Something was going on with him, and I didn’t know what. The hard-partying guy I’d known back home hadn’t been one to pine over a chick, supposed best friend or not. But I guess people changed.
Even me. Not that I was ready to admit it.
“Take five,” I called as the buzz sounded again, letting me know I’d missed the text. “And Bry, maybe get the lead out before you come back, huh? Have a smoke or something?”
Bryan flipped me the bird and climbed down from the kit. He was always flawless and he knew it. Certainly didn’t come from practicing overmuch. He just had an innate sense of rhythm. Maybe it had translated from the “big” screen. God knows he’d been plenty rhythmic on camera.
Not that I’d ever watched his movies. Bad enough I’d had to hear him nail some unsuspecting groupie two nights ago after our show at the Blue Rhino. They hadn’t even made it off the damn drum riser. She’d stopped by for his autograph, and he’d ended up bending her back over the cymbals and hitting a high C in a whole new way.
I couldn’t decide if I was disgusted or jealous. Possibly both.
“I’ve gotta make a phone call.” Myles rose from behind his keyboard and shoved a hand though his shaggy dark hair.
He tended to grow it long, and combined with his lean face and woeful eyes, had a poetic look going on that made women nuts. Or so I’d heard. Impossible to tell how women felt about him on a more personal level lately since he kept everyone at arm’s length. So I’d gotten closer to Cooper, who still liked to party but kept it lower key than Bryan.
Meaning not humping chicks on stage.
“Sure. Go for it.” I started to ask Myles if he was calling his Fee Fee, but the swinging door had already closed behind him. Okay then.
I set aside my old Taylor guitar and made my way over to the leather couch on the opposite side of the room from the mixing booth. We were using the space at Ripper Records, which was where we tended to do our rehearsals most days.

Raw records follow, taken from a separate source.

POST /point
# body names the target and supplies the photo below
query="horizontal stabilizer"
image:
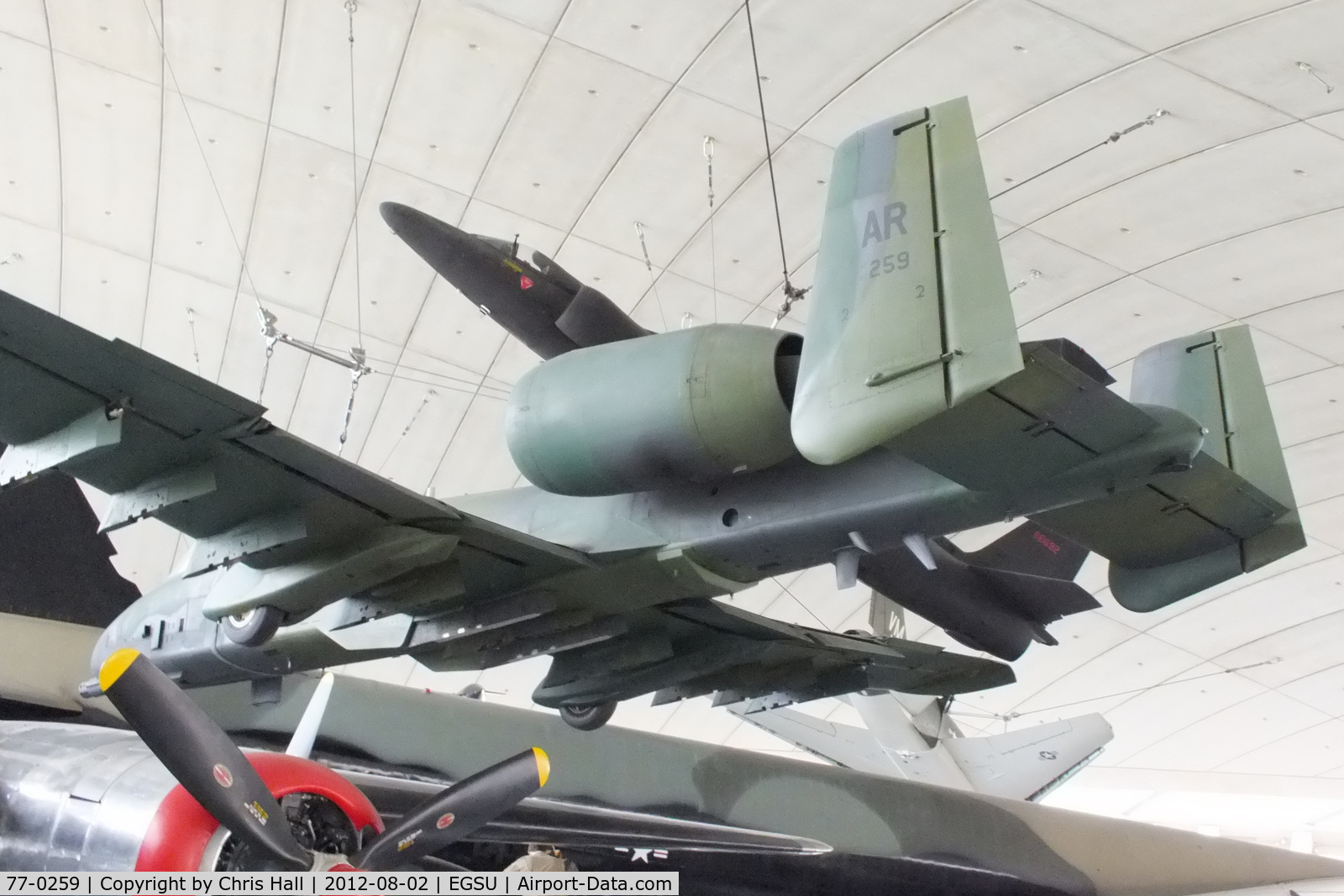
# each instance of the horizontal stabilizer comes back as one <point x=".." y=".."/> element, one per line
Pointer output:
<point x="998" y="600"/>
<point x="1231" y="512"/>
<point x="911" y="305"/>
<point x="1052" y="417"/>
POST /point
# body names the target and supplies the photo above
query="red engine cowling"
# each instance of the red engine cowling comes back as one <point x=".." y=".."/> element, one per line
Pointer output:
<point x="181" y="829"/>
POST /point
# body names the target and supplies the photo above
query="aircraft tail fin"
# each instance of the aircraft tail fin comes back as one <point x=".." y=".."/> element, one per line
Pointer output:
<point x="911" y="305"/>
<point x="1231" y="512"/>
<point x="1032" y="762"/>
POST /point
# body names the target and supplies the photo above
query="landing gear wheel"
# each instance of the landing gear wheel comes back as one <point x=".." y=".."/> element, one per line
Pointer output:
<point x="588" y="716"/>
<point x="253" y="627"/>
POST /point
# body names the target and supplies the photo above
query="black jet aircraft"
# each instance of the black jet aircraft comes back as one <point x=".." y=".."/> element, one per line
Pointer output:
<point x="669" y="469"/>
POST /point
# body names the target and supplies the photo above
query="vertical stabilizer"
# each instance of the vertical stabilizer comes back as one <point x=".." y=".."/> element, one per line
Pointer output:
<point x="911" y="305"/>
<point x="1238" y="479"/>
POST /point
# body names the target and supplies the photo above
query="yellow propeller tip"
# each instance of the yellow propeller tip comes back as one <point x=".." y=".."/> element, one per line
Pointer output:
<point x="114" y="665"/>
<point x="543" y="765"/>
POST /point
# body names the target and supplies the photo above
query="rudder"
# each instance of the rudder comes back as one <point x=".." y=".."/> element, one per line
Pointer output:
<point x="1231" y="512"/>
<point x="911" y="312"/>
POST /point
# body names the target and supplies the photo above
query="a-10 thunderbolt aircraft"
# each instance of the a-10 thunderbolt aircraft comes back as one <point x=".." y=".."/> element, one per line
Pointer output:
<point x="669" y="469"/>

Back in Turnbull, we’d rehe
arsed at the Gallows, our name for the dank warehouse space beside the town’s only bowling alley. On a good night, we’d practiced until our fingers were numb and our shoulders were sore, then we’d gone next door as the high school girls were finishing their games. Of course, back then we’d been in college, so trolling high school girls was only moderately perverted. Some of my buddies still did, but I’d moved on.
I dropped down on the sofa and slid a glance at Coop, who was scribbling frantically in his battered notebook. “Got a new idea, brother?”

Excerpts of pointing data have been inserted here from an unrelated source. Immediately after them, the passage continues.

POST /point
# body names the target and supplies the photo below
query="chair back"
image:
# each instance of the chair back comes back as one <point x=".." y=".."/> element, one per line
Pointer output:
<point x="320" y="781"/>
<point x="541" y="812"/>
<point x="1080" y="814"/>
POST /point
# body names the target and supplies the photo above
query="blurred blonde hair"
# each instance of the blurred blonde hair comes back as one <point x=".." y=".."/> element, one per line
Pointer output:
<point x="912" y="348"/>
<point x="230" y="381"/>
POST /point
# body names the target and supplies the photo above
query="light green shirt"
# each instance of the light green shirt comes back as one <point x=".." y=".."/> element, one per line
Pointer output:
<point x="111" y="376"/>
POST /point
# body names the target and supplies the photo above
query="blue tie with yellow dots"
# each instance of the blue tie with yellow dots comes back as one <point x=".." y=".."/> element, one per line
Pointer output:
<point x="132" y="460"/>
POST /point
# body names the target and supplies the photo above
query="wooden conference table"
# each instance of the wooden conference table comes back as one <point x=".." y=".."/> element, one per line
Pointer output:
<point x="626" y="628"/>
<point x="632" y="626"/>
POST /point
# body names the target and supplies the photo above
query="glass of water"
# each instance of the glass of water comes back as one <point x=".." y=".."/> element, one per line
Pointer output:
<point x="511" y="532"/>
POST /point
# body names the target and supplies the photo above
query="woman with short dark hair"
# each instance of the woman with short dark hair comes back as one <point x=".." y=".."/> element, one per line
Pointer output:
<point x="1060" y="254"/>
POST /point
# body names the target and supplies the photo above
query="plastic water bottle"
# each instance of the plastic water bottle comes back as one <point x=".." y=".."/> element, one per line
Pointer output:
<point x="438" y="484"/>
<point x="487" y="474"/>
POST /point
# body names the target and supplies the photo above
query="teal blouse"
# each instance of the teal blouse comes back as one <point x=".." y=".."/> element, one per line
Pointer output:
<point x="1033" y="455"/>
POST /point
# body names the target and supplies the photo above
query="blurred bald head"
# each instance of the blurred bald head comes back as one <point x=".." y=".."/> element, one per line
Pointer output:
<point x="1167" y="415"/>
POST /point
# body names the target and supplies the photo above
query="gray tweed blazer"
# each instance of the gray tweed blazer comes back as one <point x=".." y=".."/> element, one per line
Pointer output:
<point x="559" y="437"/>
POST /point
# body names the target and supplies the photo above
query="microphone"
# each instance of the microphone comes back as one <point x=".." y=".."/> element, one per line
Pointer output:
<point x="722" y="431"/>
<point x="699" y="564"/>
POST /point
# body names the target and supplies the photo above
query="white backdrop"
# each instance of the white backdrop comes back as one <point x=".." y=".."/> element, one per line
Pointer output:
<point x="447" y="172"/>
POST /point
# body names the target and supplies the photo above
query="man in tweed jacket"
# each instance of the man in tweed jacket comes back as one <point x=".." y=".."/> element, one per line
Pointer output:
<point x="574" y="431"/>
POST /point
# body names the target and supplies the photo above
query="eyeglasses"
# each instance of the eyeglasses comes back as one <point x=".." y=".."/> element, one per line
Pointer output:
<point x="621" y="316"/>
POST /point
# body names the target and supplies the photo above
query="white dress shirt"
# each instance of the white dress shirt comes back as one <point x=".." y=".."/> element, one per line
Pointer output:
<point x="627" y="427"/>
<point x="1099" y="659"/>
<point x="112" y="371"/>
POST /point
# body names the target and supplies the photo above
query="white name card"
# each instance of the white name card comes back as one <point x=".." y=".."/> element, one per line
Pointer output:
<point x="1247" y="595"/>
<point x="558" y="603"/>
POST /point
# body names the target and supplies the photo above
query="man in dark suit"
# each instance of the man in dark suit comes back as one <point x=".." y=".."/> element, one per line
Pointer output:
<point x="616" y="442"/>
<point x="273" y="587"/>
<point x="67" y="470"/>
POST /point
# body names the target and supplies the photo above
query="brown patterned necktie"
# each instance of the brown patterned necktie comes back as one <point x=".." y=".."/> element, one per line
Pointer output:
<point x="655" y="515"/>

“Maybe. Let’s just say I don’t want songs like ‘Fool for You’ or ‘Felicity’ to define our sound.”
“Fool for You” was Wilder Mind’s first single, and it was hitting radio in a major way just as we’d hoped. We were already in the Top 20, with solid numbers coming in daily. Lila wasn’t one of those managers who fed the talent a steady stream of data to keep them pumped—or hid it to prevent depression—but she gave me more leeway than most since I’d started out on the other side of the conference table. I had a damn good idea of the units we were pushing every day and the airplay and how our social media numbers looked. We weren’t headed for the stratosphere just yet, but we were definitely building.
“What’s wrong with FFY?” I asked mildly, though I already knew our lead guitarist’s concerns.

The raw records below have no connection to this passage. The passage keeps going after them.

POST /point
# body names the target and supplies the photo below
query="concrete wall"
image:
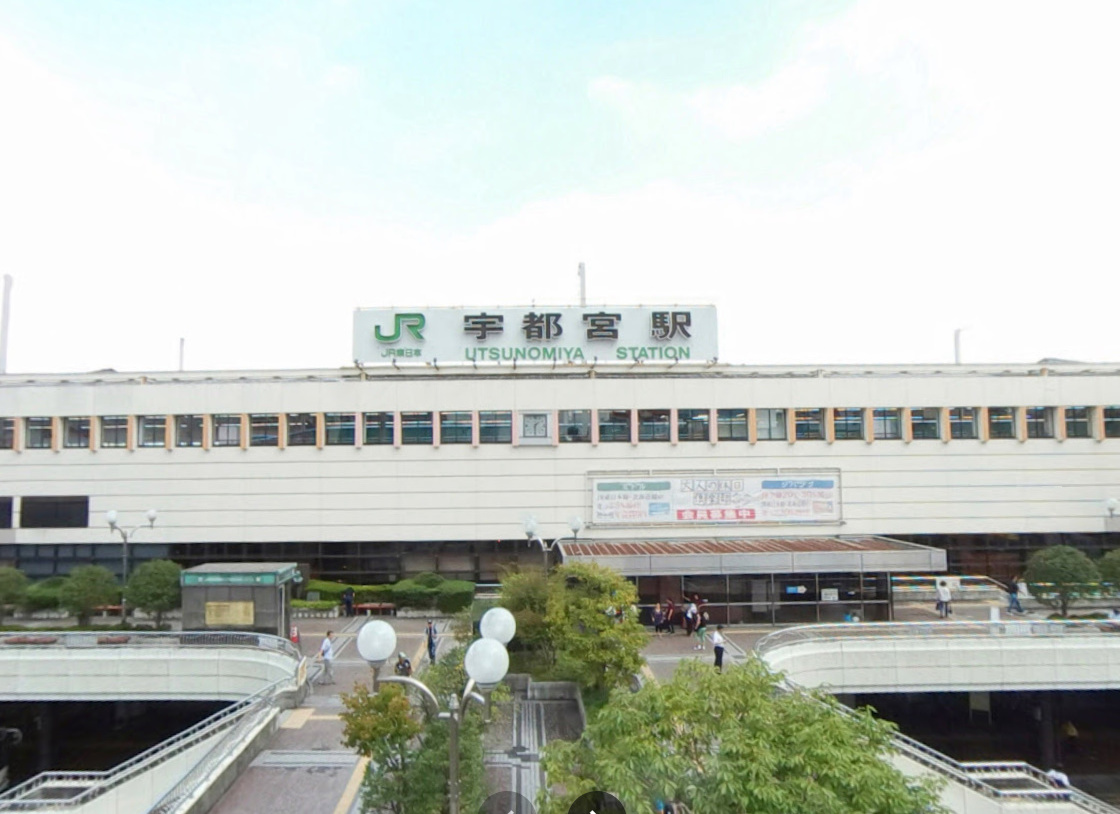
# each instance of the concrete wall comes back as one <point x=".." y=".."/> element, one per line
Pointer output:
<point x="44" y="673"/>
<point x="1017" y="661"/>
<point x="455" y="492"/>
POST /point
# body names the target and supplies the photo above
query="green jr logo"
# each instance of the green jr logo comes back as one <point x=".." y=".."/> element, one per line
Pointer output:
<point x="412" y="323"/>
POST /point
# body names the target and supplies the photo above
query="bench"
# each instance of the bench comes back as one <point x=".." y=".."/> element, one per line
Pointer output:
<point x="379" y="608"/>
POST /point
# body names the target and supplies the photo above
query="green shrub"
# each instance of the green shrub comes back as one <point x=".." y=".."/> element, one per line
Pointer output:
<point x="428" y="580"/>
<point x="410" y="593"/>
<point x="44" y="596"/>
<point x="455" y="596"/>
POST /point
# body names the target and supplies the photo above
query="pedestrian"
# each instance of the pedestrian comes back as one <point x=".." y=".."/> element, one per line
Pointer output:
<point x="327" y="656"/>
<point x="701" y="628"/>
<point x="717" y="645"/>
<point x="431" y="634"/>
<point x="944" y="599"/>
<point x="1013" y="596"/>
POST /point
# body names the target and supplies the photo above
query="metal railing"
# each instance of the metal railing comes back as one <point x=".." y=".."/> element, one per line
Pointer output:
<point x="961" y="773"/>
<point x="85" y="639"/>
<point x="233" y="721"/>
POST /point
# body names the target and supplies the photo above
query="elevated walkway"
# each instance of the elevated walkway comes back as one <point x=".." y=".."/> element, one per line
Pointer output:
<point x="260" y="674"/>
<point x="957" y="657"/>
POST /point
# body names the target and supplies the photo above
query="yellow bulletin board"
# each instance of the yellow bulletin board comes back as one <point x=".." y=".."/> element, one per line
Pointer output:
<point x="230" y="615"/>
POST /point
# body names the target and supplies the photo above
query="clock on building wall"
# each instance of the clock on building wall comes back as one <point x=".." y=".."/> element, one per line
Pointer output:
<point x="535" y="427"/>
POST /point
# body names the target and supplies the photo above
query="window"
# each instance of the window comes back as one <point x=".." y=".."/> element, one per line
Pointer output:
<point x="809" y="424"/>
<point x="925" y="422"/>
<point x="1000" y="422"/>
<point x="188" y="430"/>
<point x="39" y="433"/>
<point x="339" y="429"/>
<point x="575" y="426"/>
<point x="731" y="424"/>
<point x="614" y="426"/>
<point x="76" y="432"/>
<point x="151" y="430"/>
<point x="653" y="424"/>
<point x="114" y="431"/>
<point x="495" y="427"/>
<point x="264" y="430"/>
<point x="1039" y="422"/>
<point x="770" y="424"/>
<point x="692" y="424"/>
<point x="455" y="428"/>
<point x="1111" y="422"/>
<point x="226" y="430"/>
<point x="302" y="429"/>
<point x="54" y="513"/>
<point x="416" y="428"/>
<point x="962" y="422"/>
<point x="378" y="429"/>
<point x="848" y="423"/>
<point x="1076" y="422"/>
<point x="887" y="422"/>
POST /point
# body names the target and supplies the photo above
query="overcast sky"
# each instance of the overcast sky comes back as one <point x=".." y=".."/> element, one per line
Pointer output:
<point x="846" y="181"/>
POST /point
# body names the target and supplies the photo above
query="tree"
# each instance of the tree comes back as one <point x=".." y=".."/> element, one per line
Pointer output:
<point x="409" y="747"/>
<point x="381" y="727"/>
<point x="593" y="624"/>
<point x="1058" y="576"/>
<point x="14" y="586"/>
<point x="1110" y="570"/>
<point x="734" y="742"/>
<point x="86" y="588"/>
<point x="155" y="588"/>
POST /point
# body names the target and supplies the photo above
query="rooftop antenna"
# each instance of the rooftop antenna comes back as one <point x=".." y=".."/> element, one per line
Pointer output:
<point x="3" y="323"/>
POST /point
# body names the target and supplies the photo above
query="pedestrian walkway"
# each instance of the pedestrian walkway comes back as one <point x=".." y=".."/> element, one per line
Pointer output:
<point x="305" y="766"/>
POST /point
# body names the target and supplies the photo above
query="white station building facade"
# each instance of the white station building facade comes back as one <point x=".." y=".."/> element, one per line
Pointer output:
<point x="784" y="494"/>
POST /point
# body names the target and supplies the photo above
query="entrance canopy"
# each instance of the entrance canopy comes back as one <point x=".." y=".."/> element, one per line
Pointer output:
<point x="653" y="558"/>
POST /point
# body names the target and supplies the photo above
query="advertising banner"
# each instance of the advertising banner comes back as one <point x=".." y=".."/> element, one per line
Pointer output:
<point x="734" y="497"/>
<point x="535" y="335"/>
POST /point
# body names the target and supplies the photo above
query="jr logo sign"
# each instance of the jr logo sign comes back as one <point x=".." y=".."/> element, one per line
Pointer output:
<point x="411" y="323"/>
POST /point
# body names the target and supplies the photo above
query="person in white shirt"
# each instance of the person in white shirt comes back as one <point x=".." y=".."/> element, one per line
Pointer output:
<point x="327" y="656"/>
<point x="944" y="599"/>
<point x="717" y="644"/>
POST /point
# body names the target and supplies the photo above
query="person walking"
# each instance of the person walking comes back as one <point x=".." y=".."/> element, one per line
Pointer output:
<point x="718" y="643"/>
<point x="431" y="634"/>
<point x="944" y="599"/>
<point x="327" y="656"/>
<point x="1013" y="596"/>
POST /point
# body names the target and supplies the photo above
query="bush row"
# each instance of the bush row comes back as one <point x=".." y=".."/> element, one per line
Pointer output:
<point x="425" y="590"/>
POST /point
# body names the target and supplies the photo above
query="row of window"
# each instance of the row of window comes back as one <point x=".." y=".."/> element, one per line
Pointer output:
<point x="572" y="427"/>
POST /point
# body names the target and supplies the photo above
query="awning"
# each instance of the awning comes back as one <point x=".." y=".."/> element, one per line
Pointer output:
<point x="823" y="554"/>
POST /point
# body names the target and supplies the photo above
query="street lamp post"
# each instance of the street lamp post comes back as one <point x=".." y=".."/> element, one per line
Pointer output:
<point x="126" y="539"/>
<point x="532" y="534"/>
<point x="486" y="664"/>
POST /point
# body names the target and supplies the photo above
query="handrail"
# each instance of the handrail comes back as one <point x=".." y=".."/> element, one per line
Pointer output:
<point x="102" y="782"/>
<point x="918" y="751"/>
<point x="85" y="639"/>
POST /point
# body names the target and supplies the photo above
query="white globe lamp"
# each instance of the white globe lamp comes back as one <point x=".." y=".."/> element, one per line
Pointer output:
<point x="487" y="662"/>
<point x="498" y="624"/>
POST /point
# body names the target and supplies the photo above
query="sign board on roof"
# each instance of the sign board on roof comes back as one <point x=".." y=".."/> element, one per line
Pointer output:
<point x="535" y="335"/>
<point x="724" y="497"/>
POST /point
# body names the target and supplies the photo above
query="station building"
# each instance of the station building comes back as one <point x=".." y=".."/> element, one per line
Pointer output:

He didn’t want to become known as a harder-edged REO Speedwagon for the current set. His desire was to leave the love songs—or songs that could be perceived that way, such as “Felicity”—for later and start off with something more anthemic, like “Welcome to the Jungle” had been for GNR. But times were different and we had our own sound and our own material. FFY was doing just fine on the charts. As for Felicity…
Well, sap had its place. Preferably off my playlist, but who was I to judge?
“Nothing. It’s a solid song with a kickass bridge. Just broadening the scope a bit. What do you think of this?”
He ran through some rough lyrics for a new song he’d been working on, one much darker than either our single or Myles’ creation. I was already putting the music together in my head, imagining the guitar licks and the build up to the bridge. Figuring out how I’d shred the vocals to produce a different sound than the huskier, romanticized one I’d used on our ballads.